“The Department of Justice is firmly committed to eradicating discrimination against people living with HIV/AIDS. Such discrimination compromises our defining values, violates our founding ideals, and has a profound and deeply unfair impact on individuals who need and deserve our support. That is why the Department of Justice is using every tool at our disposal and working collaboratively with partners across the federal government to make the ADA’s promise of equal access and equal treatment a reality for all Americans.”
— Attorney General Loretta E. Lynch
For the roughly one million Americans living with HIV/AIDS, painful stigma and discrimination continue to permeate their daily lives. As citizens and countries around the world come together in observance of World AIDS Day, it signifies a critical opportunity for each of us – public officials and private citizens alike – to celebrate the advances that allow people with HIV to live long and productive lives, to solidify our support for those living with HIV and to renew our fight against the spread of unfounded stereotypes and misinformation about this disease.
In the 25 years since the passage of the Americans with Disabilities Act (ADA), the Justice Department has vigorously enforced this landmark legislation to protect and advance the right of people with HIV to live free from discrimination.

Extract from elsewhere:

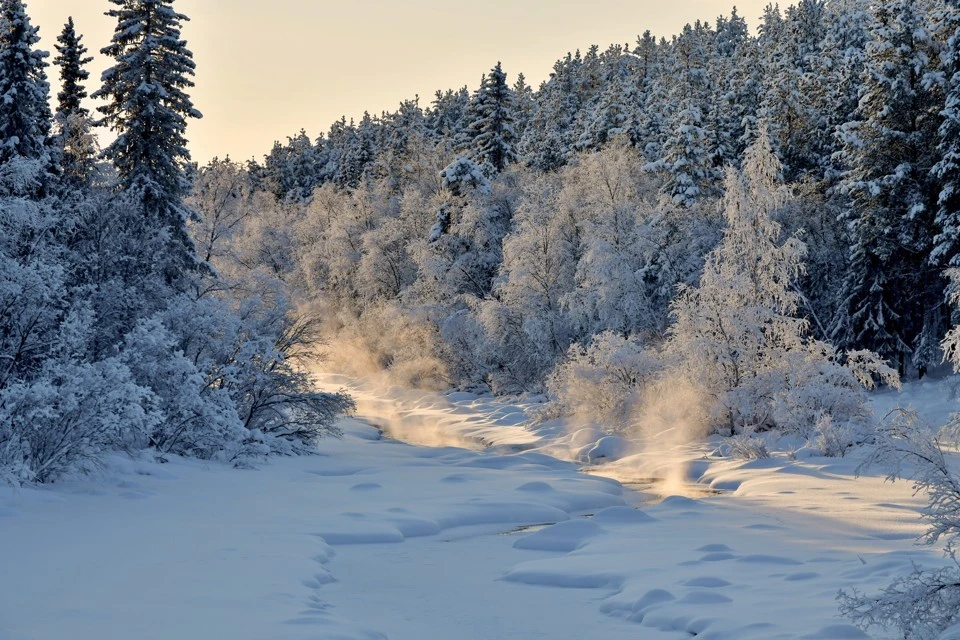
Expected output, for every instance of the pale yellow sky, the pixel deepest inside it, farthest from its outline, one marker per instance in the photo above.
(267, 68)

Earlier this year, the department reached meaningful settlements with a healthcare system in Ohio, as well as a dental care company and a hospital in Pennsylvania, resolving allegations that they had denied care to patients because they have HIV. In each case, our agreements led to enhanced training, new policies and clear protocols that create sustainable safeguards against discrimination. In May, we sued a New York plastic surgery center to remedy the discriminatory denial of service to a patient because of HIV, and the case is currently pending in federal court.
Our enforcement efforts have also extended into educational settings. When a vocational education and career training provider in Louisiana withdrew a conditional acceptance offer after learning that a nursing program applicant had HIV, we reached a court-monitored agreement that requires the college to adopt a nondiscrimination policy, cease asking applicants about their HIV status, train staff on ADA requirements and pay $35,000 in damages.
Beyond our enforcement work, we continue to provide technical assistance to businesses, public employers and people living with HIV/AIDS on their rights and responsibilities under the ADA. In September, the department published a plain language pamphlet explaining the legal requirements imposed by the ADA on public and private entities that employ or serve people with HIV/AIDS. We also regularly host training events, conduct outreach with AIDS Service Organizations and respond to questions from individuals and covered entities through our ADA Information Line at 800-514-0301 (voice) or 800-514-0383 (TTY).
Additionally, following the administration’s release of an updated national HIV/AIDS strategy in July, today the White House published a new federal implementation plan that highlights the role of the Justice Department in coordinating inter-agency efforts to eradicate stigma and combat discrimination against people with HIV/AIDS through enforcement, technical assistance and outreach.
Despite the strides of our progress, however, we must remain ever vigilant of the pressing and urgent work that remains. Today, as we remember those who have lost their lives to HIV/AIDS across the globe, let us renew our efforts to honor their legacies by replacing ignorance with awareness and by replacing discrimination with tolerance. Let us not rest until the dignity and value of every person is recognized without question; and until – to quote President Bush’s powerful words at the ADA signing ceremony – every last “shameful wall of exclusion finally come[s] tumbling down.” We must rise to this challenge and answer this call to service as one people, driven to make the promising ideals of justice a tangible reality for all Americans.